When COVID-19 hit, the couple had spent two and a half years facing these challenges, and making connections in South America. But now they were stranded, their next mission trip canceled. What good had their efforts done them and others when they were now stuck in California with no end in sight?

A lot of good, it turns out.

“We’ve seen God’s hand in this,” says Felipe, “despite this very difficult situation. Sometimes it felt like…should we just cancel this whole thing? But then we saw [how we could keep helping].”

Thanks to the groundwork Vanesa and Felipe had already laid with Onward, plus the added bonus of modern technology, they have been able to coordinate various projects from afar. “The need is obviously higher now—a lot of people have lost their jobs,” Felipe explains.

“Argentina’s already-existing economic crisis is worsening due to COVID-19,” continues Vanesa. “So we’re in communication with all of our friends [in Chile and Argentina], as well as with the pastor from our local SDA community, to provide essential boxes throughout at-risk communities in remote areas.”

With the help of people like Vanesa’s mother, who runs a grocery store in the area of Entre Rios, Argentina, Onward has created and distributed hundreds of boxes filled to the brim with food, cleaning supplies, and personal hygiene products (such as the ever-coveted toilet paper). With just a few hundred dollars, Onward provided food for 70 families in the isolated Pehuenche indigenous community in the Andes mountains. Through coordination with local families, Onward was able to raise money to help a single mother by sponsoring her seven-year-old child to continue her education at the Seventh-day Adventist academy in Libertador San Martin, Entre Rios, Argentina. Alongside essentials, Onward considered how young people would cope during quarantine and sent sports equipment, a foosball table, skateboards, music equipment, and speakers to an orphanage in Viale, Argentina. In collaboration with some friends in Santiago, Chile, Onward is gifting essential boxes to members of the Haitian community who migrated after the 2010 earthquake.

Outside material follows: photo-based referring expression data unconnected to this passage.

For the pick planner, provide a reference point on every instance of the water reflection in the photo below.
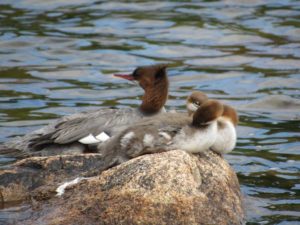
(57, 58)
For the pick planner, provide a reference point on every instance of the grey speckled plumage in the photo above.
(62, 136)
(168, 131)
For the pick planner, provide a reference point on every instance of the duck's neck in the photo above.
(155, 98)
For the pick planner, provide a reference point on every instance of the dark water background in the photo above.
(57, 57)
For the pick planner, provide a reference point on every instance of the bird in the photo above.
(164, 132)
(227, 137)
(194, 100)
(76, 133)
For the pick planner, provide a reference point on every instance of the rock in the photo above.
(166, 188)
(18, 181)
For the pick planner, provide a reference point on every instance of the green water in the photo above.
(58, 57)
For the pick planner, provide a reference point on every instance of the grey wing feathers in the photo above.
(75, 128)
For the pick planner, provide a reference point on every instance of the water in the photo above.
(57, 57)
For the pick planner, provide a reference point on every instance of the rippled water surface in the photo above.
(57, 57)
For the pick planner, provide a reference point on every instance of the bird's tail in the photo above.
(11, 152)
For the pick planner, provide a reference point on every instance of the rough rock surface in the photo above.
(18, 181)
(166, 188)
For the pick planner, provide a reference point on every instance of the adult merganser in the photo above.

In addition to the aid they are providing through Onward, Vanesa and Felipe are still finding ways to do hands-on work in Southern California. As part of another non-profit, the San Clemente-based organization In God’s Hands, they spend time packing and delivering boxes of supplies and food for families in the areas of Riverside and Orange County. In certain cases where distance was an issue for delivery, they were quick to think of a different solution. “We sent [some people] a Stater Brothers gift card depending on their need,” Vanesa says, detailing how this was more efficient in some situations.

“And we don’t want to make people feel uncomfortable about charity,” says Felipe. “If we see a need, we view it as [an opportunity to give] a gift that breaks barriers.”

Breaking barriers, whether through travel or the simple act of giving someone something they need, is at the heart of what Vanesa and Felipe do through the Onward Foundation. Ultimately, their work is about connecting with people, “both Adventist and non-Adventist,” Felipe inserts, to build a larger and more loving worldwide community.

From their temporary lodgings with Felipe’s parents in Lake Elsinore, Onward’s founders look forward to the day when they can get back to mission experiences. While they are thrilled to be coordinating so many projects from the states, they miss introducing young people to mission work, evangelism, and empowering others. Moreover, they are eager to continue interacting with these communities in person and not just over WhatsApp.

“What does it look like to tell someone how important they are?” Felipe circles back to the ever-important question. “It seems so basic, but we’ve found that…being in that moment with someone from an orphanage, clinic, school, or slum is everything. In that moment, you have to make that person feel that God is with them, that they are special, and that we came all this way for you. You are the meaning and the priority of this mission experience.”

Finding kindred spirits across the globe through moments like these are key, maintains Vanesa. “After all, we’re all the same,” she nods. “Isn’t it beautiful what you can do when you build relationships?”